И вот снова в путь-дорогу. На этот раз пришлось идти по лесным тропам и зарослям. Через двадцать часов летчики и сопровождавшие их партизаны добрались до заброшенной лесной деревушки. Войдя в просторный дом, офицеры увидели худощавого старика в штатском костюме с посеребренной бородой и такими же висками. Заметив пришедших, командир встал и тепло приветствовал:

— Очень рад видеть летчиков в нашем партизанском краю.

Калинин и Воскресенский представились Ковпаку. Усадив гостей возле стола и заняв свое прежнее место, Сидор Артемович продолжал:

— Слыхал о вас, слыхал. Да и о результатах ваших ударов осведомлен. Такие налеты на вражеские тылы здорово отрезвляют головы фашистов. Только маловато их, таких ударов.

— Скоро они умножатся. Вся дальнебомбардировочная авиация концентрируется в руках Верховного Главнокомандования, — заметил Калинин.

— Вот это дело. Тогда и нам, тыловикам, будет больше подмоги, — сказал Сидор Артемович и добавил: — Только жаль, что вы некоторое время не сможете летать. Фронт пока еще уходит все дальше и дальше на восток. Но мы доберемся до Брянских лесов и переправим вас к своим. А пока побудете с нами. Летчики-партизаны — неплохо, а? — смеясь заключил Ковпак.

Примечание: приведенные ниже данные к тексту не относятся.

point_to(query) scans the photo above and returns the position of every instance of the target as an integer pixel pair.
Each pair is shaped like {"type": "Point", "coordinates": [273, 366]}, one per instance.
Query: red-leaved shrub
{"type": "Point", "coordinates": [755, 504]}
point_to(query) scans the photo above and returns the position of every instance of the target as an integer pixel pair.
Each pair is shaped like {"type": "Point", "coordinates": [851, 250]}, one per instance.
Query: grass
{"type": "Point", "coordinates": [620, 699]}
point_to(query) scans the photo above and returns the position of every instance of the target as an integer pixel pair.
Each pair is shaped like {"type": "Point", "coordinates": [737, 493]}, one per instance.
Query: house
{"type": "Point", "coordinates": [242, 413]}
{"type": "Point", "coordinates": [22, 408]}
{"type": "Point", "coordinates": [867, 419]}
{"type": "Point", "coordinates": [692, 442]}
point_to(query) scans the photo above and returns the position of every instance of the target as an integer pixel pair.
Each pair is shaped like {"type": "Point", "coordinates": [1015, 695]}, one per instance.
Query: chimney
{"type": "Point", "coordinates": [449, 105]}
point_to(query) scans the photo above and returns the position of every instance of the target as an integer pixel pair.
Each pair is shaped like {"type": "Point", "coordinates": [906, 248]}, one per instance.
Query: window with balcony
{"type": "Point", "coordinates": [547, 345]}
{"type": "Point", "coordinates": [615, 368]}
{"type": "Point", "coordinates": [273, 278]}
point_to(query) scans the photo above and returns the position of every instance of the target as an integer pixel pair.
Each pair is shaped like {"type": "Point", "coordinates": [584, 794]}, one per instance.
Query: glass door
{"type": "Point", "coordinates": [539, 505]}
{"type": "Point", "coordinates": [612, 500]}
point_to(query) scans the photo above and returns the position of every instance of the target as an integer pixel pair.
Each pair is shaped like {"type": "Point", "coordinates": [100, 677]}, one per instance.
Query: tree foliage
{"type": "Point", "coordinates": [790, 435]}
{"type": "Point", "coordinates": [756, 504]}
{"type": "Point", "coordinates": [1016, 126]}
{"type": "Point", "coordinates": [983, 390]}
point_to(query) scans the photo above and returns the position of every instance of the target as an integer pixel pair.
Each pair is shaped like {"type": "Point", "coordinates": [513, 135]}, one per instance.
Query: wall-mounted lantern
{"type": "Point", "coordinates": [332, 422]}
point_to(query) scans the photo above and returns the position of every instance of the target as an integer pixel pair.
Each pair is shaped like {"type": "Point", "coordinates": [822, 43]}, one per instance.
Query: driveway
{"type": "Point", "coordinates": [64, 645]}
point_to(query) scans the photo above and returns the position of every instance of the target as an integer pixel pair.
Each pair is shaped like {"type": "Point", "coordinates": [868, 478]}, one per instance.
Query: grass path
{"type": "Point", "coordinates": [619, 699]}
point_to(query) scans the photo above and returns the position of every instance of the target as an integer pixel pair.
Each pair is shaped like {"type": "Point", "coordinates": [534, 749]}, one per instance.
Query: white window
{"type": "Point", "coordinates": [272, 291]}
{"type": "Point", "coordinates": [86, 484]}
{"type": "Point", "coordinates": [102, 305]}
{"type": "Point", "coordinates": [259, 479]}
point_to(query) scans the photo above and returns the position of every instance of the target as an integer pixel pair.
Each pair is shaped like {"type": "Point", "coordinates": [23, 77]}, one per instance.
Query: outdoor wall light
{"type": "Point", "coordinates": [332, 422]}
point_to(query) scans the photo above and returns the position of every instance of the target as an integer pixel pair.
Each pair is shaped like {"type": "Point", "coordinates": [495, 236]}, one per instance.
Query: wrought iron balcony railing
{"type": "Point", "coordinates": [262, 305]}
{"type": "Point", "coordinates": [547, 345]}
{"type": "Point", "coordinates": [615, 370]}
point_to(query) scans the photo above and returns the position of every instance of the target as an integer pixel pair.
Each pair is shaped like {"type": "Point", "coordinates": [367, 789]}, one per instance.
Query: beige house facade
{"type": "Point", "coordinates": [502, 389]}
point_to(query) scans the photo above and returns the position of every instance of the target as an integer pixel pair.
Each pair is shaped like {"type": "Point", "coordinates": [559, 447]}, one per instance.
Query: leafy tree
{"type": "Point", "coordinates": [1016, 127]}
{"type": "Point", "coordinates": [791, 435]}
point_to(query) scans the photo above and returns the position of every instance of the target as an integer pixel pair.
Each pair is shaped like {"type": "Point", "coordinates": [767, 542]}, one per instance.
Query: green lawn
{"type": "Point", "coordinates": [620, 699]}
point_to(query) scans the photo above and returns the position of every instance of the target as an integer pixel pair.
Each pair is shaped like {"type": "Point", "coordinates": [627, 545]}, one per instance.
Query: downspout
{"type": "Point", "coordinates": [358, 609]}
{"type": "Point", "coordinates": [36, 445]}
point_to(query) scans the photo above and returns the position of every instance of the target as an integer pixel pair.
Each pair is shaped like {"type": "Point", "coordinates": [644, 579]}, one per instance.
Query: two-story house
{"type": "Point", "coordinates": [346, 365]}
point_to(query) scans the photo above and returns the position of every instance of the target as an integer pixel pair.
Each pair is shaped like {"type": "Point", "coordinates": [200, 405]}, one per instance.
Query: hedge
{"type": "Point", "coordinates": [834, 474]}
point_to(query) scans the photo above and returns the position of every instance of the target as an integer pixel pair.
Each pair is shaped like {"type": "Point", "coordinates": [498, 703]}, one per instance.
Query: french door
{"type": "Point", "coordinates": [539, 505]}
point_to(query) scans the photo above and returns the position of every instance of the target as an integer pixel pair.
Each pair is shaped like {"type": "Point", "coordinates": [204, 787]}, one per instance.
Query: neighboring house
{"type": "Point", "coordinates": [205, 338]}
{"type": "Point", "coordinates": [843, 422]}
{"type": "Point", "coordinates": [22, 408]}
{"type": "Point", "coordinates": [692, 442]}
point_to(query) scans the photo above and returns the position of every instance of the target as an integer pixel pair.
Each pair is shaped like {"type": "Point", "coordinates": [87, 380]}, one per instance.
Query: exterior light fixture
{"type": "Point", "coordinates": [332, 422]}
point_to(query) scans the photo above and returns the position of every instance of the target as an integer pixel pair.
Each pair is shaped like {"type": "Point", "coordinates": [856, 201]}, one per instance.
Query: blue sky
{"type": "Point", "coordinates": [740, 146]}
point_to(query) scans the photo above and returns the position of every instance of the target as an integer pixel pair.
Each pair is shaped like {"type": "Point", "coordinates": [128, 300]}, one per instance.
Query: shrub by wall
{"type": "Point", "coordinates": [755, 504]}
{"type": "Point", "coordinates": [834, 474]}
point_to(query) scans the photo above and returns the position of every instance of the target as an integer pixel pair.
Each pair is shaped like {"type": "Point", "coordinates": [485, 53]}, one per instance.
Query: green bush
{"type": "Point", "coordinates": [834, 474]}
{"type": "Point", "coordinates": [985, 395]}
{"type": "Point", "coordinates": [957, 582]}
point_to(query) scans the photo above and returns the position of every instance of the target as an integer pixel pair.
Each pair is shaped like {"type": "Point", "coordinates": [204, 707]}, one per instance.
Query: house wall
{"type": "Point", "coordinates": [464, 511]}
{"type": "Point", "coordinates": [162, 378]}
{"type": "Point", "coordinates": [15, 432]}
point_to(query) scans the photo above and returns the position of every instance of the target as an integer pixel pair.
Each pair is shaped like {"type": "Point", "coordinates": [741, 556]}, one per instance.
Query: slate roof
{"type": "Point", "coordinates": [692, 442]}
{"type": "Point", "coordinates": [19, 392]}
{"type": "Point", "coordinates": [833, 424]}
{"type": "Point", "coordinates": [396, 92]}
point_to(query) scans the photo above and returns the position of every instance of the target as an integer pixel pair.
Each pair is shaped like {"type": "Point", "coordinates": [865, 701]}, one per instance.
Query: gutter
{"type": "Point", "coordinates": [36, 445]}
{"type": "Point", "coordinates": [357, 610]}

Так волею судьбы летчики стали партизанами. Им дали время отдохнуть, окрепнуть. А потом комиссар отряда Руднев, встретившись с Калининым и Воскресенским, рассказал о задачах отряда, о том, что уже было сделано за первые месяцы его существования. И как бы между прочим сказал несколько слов и о командире:

— Сидор Артемович — храбрейший человек. Он участник первой империалистической войны, в гражданскую войну служил у Василия Ивановича Чапаева, выполнял боевые задания Александра Пархоменко. Командир — верный патриот своей Родины, — продолжал Руднев и добавил: — Я говорю это для того, чтобы вы хорошо знали, о кем будете ходить в бой.

Много раз летчики ходили на задания, сами проявляли мужество и бесстрашие и каждый раз все более убеждались, что Сидор Артемович Ковпак — храбрейший человек, умелый организатор партизанского движения. Уже к зиме сорок первого года небольшой отряд вырос до партизанской бригады. Слава о боевых делах ковпаковцев разнеслась по всей Украине, Белоруссии, дошла до Брянских и Смоленских лесов. В партизанские отряды вступали все новые и; новые патриоты.

В начале зимы к партизанам примкнул еще один летчик Алексей Борисов. Во время штурмовки фашистских войск на подступах к Севастополю осколком снаряда был пробит бензобак. Самолет воспламенился: высота полета 30—40 метров, прыгать было невозможно. Борисов не растерялся, он посадил штурмовик на поле. Еле-еле успел выбраться из кабины, как самолет взорвался. Больше месяца Алексей скрывался в тылу, несколько раз пытался перейти линию фронта, но сделать это ему не удавалось. И когда случайно узнал от населения, что в Сумской области действуют партизаны Ковпака — он с радостью вступил в отряд народных мстителей.